Seriously, characters are basically one-hit-point wonders who each have one meaningful skill. If that skill doesn’t apply to a situation, you are helpless. You do have access to a group pool of dice but that is hard to replenish and using it increases the overall danger level.

But the hook, the something special that makes The Shotgun Diaries something worth playing, is the Zombie Clock.

Every ten minutes _real_ time, the Zombie Clock goes forward one tick (indicated by adding some sort of token in front of the GM, glass stones or plastic zombies or mouse skulls or whatever) When that happens, a day goes by, the player’s dice pool loses a die and things get more dangerous.

The GM can trade one of the tokens in to do bad stuff. And if the Zombie Clock gets too far, the characters’ shelter get overrun and really bad things happen. 
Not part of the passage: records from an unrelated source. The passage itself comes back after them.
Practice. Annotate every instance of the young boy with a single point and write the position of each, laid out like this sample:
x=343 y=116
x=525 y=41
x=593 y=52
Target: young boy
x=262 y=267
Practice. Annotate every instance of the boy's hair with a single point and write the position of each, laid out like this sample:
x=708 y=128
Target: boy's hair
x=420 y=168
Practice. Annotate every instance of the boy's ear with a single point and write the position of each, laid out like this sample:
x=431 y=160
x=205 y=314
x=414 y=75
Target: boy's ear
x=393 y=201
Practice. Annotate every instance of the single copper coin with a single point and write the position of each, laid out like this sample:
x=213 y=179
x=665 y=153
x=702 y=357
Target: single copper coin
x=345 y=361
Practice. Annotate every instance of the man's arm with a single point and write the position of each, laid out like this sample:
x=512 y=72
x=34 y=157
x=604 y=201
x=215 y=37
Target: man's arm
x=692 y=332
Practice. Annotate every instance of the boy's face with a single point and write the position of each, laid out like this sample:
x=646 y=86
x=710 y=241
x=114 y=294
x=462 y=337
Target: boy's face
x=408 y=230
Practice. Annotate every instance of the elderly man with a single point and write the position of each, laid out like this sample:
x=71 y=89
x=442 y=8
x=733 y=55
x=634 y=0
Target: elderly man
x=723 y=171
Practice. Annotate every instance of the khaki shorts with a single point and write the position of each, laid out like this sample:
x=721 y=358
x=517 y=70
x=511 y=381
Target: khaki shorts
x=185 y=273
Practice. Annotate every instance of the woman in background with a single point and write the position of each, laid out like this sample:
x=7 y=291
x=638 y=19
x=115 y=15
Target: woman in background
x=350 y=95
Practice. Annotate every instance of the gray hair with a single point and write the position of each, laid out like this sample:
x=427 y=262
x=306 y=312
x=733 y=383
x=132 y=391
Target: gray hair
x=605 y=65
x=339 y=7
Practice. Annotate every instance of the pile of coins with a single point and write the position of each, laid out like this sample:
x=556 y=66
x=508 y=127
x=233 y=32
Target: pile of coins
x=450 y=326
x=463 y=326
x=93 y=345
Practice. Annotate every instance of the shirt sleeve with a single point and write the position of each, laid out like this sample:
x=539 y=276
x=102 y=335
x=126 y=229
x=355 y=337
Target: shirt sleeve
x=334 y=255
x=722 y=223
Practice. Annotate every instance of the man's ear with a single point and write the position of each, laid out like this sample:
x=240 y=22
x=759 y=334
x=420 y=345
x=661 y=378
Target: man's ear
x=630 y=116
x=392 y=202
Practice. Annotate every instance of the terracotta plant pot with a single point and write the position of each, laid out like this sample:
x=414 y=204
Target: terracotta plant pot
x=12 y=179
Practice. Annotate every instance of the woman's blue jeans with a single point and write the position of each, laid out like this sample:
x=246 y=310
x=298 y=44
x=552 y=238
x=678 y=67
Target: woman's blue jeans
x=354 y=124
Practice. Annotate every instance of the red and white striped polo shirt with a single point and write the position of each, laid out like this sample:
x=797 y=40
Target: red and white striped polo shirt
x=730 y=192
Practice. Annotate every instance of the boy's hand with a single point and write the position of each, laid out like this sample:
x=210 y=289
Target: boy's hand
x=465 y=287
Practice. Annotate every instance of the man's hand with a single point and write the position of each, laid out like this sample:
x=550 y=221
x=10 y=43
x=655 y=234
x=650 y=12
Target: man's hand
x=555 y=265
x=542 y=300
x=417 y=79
The Zombie Clock is great because it creates a real time mechanic for ratcheting up tension and danger. I remember when I first played Dread (the one that used a Jenga glee) how having a physical structure that was inevitably going to collapse and cause catastrophic failure added a visceral level of fear and tension. In that first game, we the players started hugging the wall to keep away from the Jenga tower.

The Zombie Clock isn’t quite that extreme but it makes the game more real. You can’t sit back and make detailed plans while the game world is on hold. No, you are literally on the clock.

As I’ve said, I’m not big on zombie games. And there are other zombie games I’d played before The Shotgun Diaries (Like All Flesh Must Be Eaten or Zombie Cinema) However, the potential of the Zombie Clock does make me want to try The Shotgun Diaries.